今回は3時間で15品以上作るという志麻さんを、本書担当編集が直撃したレポートをお送りする。これさえ覚えておけば、平日多忙なお父さんお母さんも、尊敬の眼差しを浴びるかもしれない。
(レシピ撮影:新居明子/著者撮影:難波雄史)――(こちらは2018年1月21日付け記事を一部修正して再掲載したものです)

志麻さん

地中海性気候漂う「ハヤシライス」って?

『志麻さんのプレミアムな作りおき』には、「にんじん」「玉ねぎ」「じゃがいも」「キャベツ」「トマト缶」「卵」など、素材別レパートリーが掲載されていますが、今回は、「トマト缶レシピ」を作るときに、気をつける点を志麻さんに伺ってみました。

 本書で紹介されている志麻さんのハヤシライスは、従来のデミグラスソースたっぷりこってりのものとは対極をいきます。志麻さんの「ハヤシライス」はいわば、イタリアの地中海性気候漂う、さわやかなハヤシライスで、大人だけでなく、子どもたちも大好きな一品です。

志麻さんのハヤシライス

 普段、チャーハン以外ほとんど料理をしなかった私(当時)は、スーパーのライフで1缶88円のトマト缶を2つ買い、牛肉と玉ねぎとトマト缶で初挑戦しましたが、見事成功! 家族から大絶賛を受けました。

 それまでトマト缶は一回も買ったことがありませんでしたし、わが家の食卓にもありませんでした。

 しかし、志麻さんに教えてもらい、いかにトマト缶が重宝するか、を実感した次第です。

トマト缶の効用

 さっそく志麻さんに、トマト缶の効用を伺いましょう。

 志麻さんはこう言います。

「トマト缶はとにかく効率的です。
 生のフレッシュトマトを煮込み料理で使いたい場合は、結構な量をつかわないとしっかり下味が出ず、季節によってはいい値段がします。

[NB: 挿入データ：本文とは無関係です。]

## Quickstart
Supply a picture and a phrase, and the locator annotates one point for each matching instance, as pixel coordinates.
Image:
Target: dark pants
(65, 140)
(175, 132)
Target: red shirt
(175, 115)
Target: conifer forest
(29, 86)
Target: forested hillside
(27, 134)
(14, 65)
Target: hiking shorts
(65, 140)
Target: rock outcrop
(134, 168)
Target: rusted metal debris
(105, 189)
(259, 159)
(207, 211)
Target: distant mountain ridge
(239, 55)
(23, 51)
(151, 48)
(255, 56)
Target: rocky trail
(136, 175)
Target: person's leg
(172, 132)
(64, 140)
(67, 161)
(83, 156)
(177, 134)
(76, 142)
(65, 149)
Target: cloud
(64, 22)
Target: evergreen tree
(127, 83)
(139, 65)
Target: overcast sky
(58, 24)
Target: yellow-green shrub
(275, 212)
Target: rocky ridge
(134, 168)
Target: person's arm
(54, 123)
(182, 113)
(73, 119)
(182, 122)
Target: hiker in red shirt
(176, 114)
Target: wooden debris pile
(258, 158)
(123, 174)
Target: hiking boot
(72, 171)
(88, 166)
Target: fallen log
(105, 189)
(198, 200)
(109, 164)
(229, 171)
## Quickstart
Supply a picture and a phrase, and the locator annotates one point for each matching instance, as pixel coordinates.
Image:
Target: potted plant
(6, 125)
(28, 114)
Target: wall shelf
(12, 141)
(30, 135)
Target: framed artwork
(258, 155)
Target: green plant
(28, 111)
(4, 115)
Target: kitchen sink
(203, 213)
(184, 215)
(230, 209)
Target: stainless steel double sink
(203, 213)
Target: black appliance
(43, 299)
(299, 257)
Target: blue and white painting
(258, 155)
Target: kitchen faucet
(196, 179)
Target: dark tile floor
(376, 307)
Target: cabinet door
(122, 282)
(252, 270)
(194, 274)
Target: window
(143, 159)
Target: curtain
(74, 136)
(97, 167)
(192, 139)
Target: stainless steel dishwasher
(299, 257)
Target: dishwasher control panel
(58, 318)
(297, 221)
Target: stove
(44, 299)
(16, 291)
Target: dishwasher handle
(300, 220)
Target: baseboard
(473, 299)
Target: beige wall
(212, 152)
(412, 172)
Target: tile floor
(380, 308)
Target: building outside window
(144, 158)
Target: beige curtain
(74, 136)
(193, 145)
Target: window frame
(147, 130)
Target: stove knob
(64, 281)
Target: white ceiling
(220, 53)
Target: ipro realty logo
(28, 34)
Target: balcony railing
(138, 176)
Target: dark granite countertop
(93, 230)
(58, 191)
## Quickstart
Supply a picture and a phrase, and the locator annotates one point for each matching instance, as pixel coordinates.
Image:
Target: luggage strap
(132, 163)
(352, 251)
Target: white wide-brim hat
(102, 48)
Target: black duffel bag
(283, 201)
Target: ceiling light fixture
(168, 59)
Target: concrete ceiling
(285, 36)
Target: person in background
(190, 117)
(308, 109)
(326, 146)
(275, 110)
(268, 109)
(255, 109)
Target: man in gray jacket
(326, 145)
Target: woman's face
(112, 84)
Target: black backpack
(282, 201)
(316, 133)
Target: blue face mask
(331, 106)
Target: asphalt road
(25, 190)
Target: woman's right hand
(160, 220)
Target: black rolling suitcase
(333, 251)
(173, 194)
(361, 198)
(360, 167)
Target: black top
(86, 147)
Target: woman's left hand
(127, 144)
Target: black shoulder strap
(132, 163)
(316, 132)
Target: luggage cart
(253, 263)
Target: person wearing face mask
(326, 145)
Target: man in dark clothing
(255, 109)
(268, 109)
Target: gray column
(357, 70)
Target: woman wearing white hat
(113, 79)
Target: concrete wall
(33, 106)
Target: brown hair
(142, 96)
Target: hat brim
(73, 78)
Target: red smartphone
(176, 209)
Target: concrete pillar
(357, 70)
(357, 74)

 また、量の面だけでなく、トマト缶のトマトは、フレッシュトマトよりも味が濃く、肉厚もいい煮込み料理に向いた品種なのです。栄養価も高く、ストックできて、いいことだらけなのです。

 値段も安く手軽で便利。なのに、みなさんのご家庭には意外とないケースが多い。トマト缶があるのとないのとではバリエーションに差がつくので、初めて行くご家庭のときには、よくトマト缶を用意していただくようお願いしていたこともありました。

 本書で紹介した、『ハヤシライス』も『ラタトゥイユ』もトマト缶を使用していますが、フレッシュトマトでは再現できない、トマト缶ならではの味を収録しています。
『ハヤシライス』は市販のルーも小麦粉も使わずに、トマト缶と中濃ソース、ケチャップで味付け、ナチュラルでさらっとした口当たりです。

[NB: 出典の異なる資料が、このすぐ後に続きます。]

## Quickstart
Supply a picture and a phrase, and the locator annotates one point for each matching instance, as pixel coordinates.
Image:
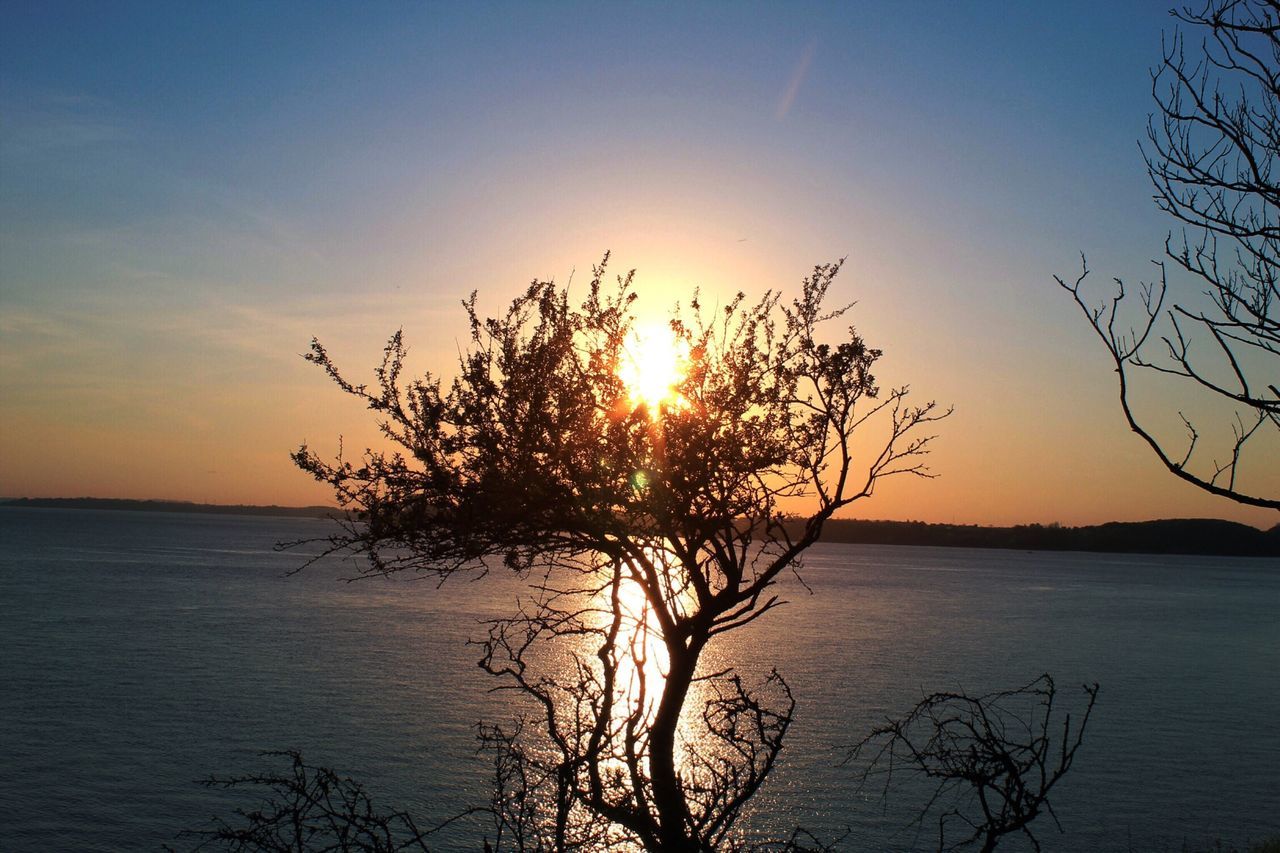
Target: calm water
(144, 652)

 同じく、本書にある『冷製トマトスープ』も、濃厚な味わいを追求したくて、あえてトマト缶を選んだわけです。『冷製トマトスープ』は完熟トマトを冷たくさっぱりしたスープにして楽しみます」

 見た目もとてもよいトマト缶レシピは、この3連休にぴったりなレシピかもしれません。